Presentation

American Society of Anesthesiologists Annual Meeting

Date

October 2010

Authors

Julie Huffmyer, Edward Nemergut

INTRODUCTION

Over the past several years, multiple studies have illustrated the importance of glycemic control in the cardiac surgical patient. Perioperative hyperglycemia has been associated with an increased incidence of infection as well as increased perioperative mortality. Additionally, hypoglycemia has also been associated with increased risk of stroke and death.
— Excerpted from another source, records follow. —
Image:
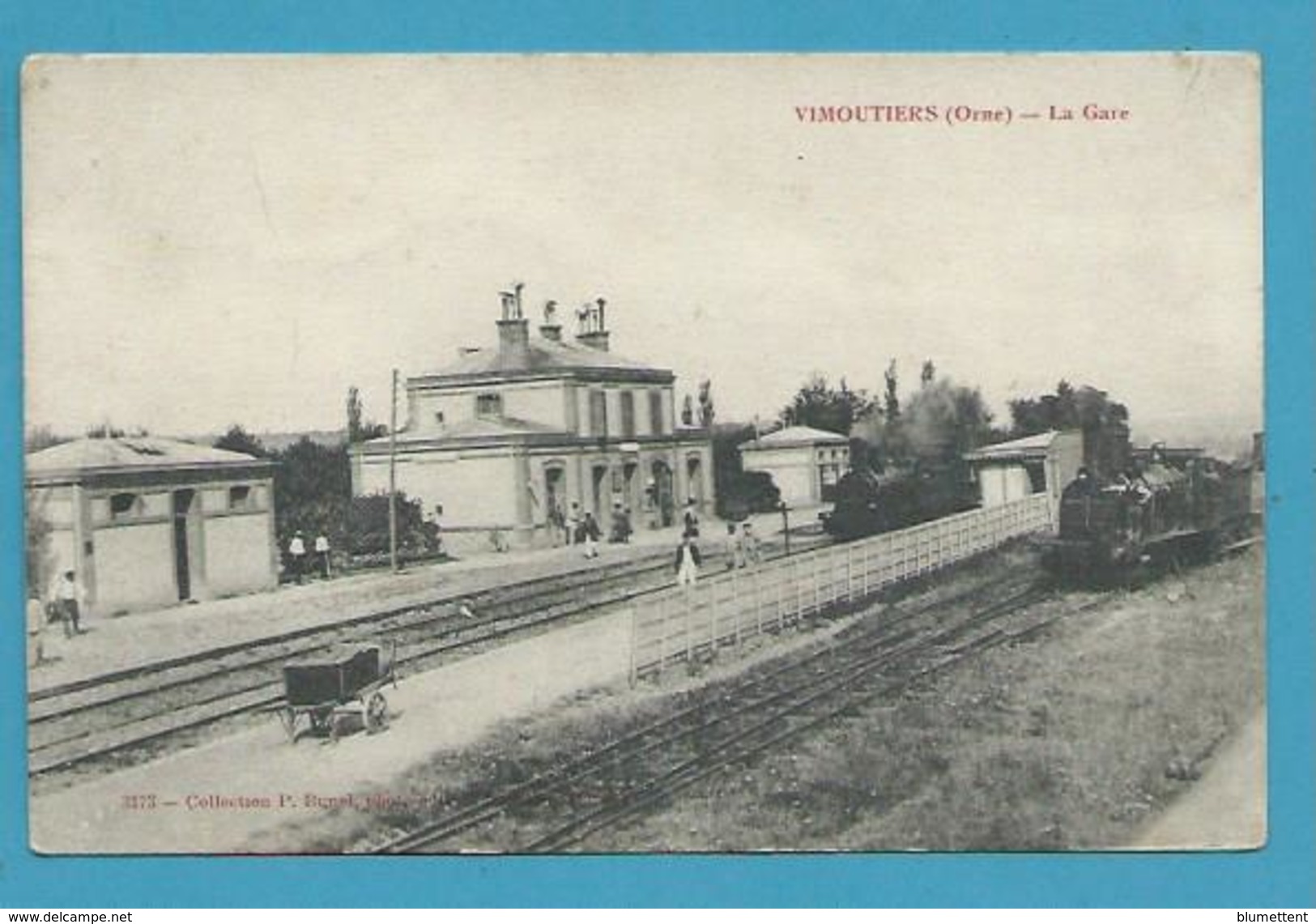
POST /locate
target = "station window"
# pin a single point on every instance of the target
(598, 414)
(241, 498)
(488, 406)
(122, 505)
(628, 414)
(656, 414)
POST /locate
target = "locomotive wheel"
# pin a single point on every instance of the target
(377, 713)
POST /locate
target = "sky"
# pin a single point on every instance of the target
(217, 240)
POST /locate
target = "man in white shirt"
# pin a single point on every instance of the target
(69, 598)
(298, 556)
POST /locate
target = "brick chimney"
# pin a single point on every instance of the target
(594, 330)
(513, 330)
(551, 330)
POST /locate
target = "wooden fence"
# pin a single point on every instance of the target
(728, 607)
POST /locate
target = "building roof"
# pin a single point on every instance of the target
(541, 357)
(1031, 446)
(475, 428)
(113, 454)
(795, 436)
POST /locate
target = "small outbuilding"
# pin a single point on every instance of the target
(1012, 471)
(147, 522)
(804, 462)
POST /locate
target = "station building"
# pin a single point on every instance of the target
(498, 440)
(147, 522)
(1012, 471)
(804, 462)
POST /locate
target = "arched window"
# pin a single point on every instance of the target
(122, 505)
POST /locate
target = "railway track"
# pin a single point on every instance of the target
(126, 717)
(562, 806)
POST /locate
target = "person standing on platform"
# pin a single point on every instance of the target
(69, 598)
(557, 523)
(574, 524)
(322, 555)
(749, 543)
(590, 534)
(735, 547)
(298, 556)
(688, 561)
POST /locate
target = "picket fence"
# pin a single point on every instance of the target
(684, 623)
The Glucommander (Glytec Systems, Greenville, SC) is a computer-based algorithm designed to direct the administration of intravenous insulin infusion. Calculation of the insulin dose requires a target glucose range, the present glucose value, and a multiplier that takes into account a patient’s insulin sensitivity. The Glucommander has been used successfully to control glucose in hospitalized patients and has a low comparative incidence of hypoglycemia. The pilot study was designed to test the efficacy of the Glucommander in the cardiac surgical setting.

METHODS

After approval from the Institutional Review Board at the University of Virginia, we applied the Glucommander to 17 patients undergoing a variety of cardiac surgical procedures, including isolated coronary artery bypass graft (CABG) surgery as well as valvular surgery. Both diabetic and nondiabetic patients were included. The Glucommander was activated intraoperatively once the blood glucose level reached 120 mg/dl with a set target range of 120-150 mg/dl. The Glucommander was continued into the postoperative period in the intensive care unit for 24 hours. The efficacy of the Glucommander was assessed by comparing the glucose control in the study group to the glucose control in a group of 17 control patients who had cardiac surgery on the same day, treated with our standard glucose algorithm (target 120-150 mg/dl).

RESULTS

Patients treated with the Glucommander had better glycemic control than those treated with our standard glucose algorithm. In the Glucommander group, 73.8% of all glucose measurements were below 150 mg/dl compared with only 48% of controls (p<0.001). There were two episodes of moderate hypoglycemia (<60 mg/dl) in the Glucommander group. There were no episodes of severe hypoglycemia. Over the entire study period, patients in the Glucommander group had a statistically lower average mean glucose as compared to the standard group (138.5 mg/dl ± 15.1 vs. 154.8 mg/dl ± 17.1, p=0.006). In the ICU, patients treated with the Glucommander had significantly improved glucose control, as evidenced by a lower average mean blood glucose values of 127.0 mg/dl ± 10.4 vs. 152.5 mg/dl ± 16.8 (p<0.001). Intraoperatively, there was no significant difference noted in blood glucose control between the groups. There were two episodes of moderate hypoglycemia ([start_en]2264;60 mg/dl) in the Glucommander group. There were no episodes of severe hypoglycemia.

CONCLUSIONS

The Glucommander represents a helpful tool in achieving glycemic control in cardiac surgical patients. In this first small study, a statistically significant improvement in blood glucose was noted with the use of the Glucommander during the study period as compared to standard treatment. Further studies will help elucidate how this specialized tool may be utilized to improve glycemic control and variability in cardiac surgical patients and whether or not this results in improved outcome.

AFFILIATIONS

Department of Anesthesiology, University of Virginia Health System, Charlottesville, Virginia.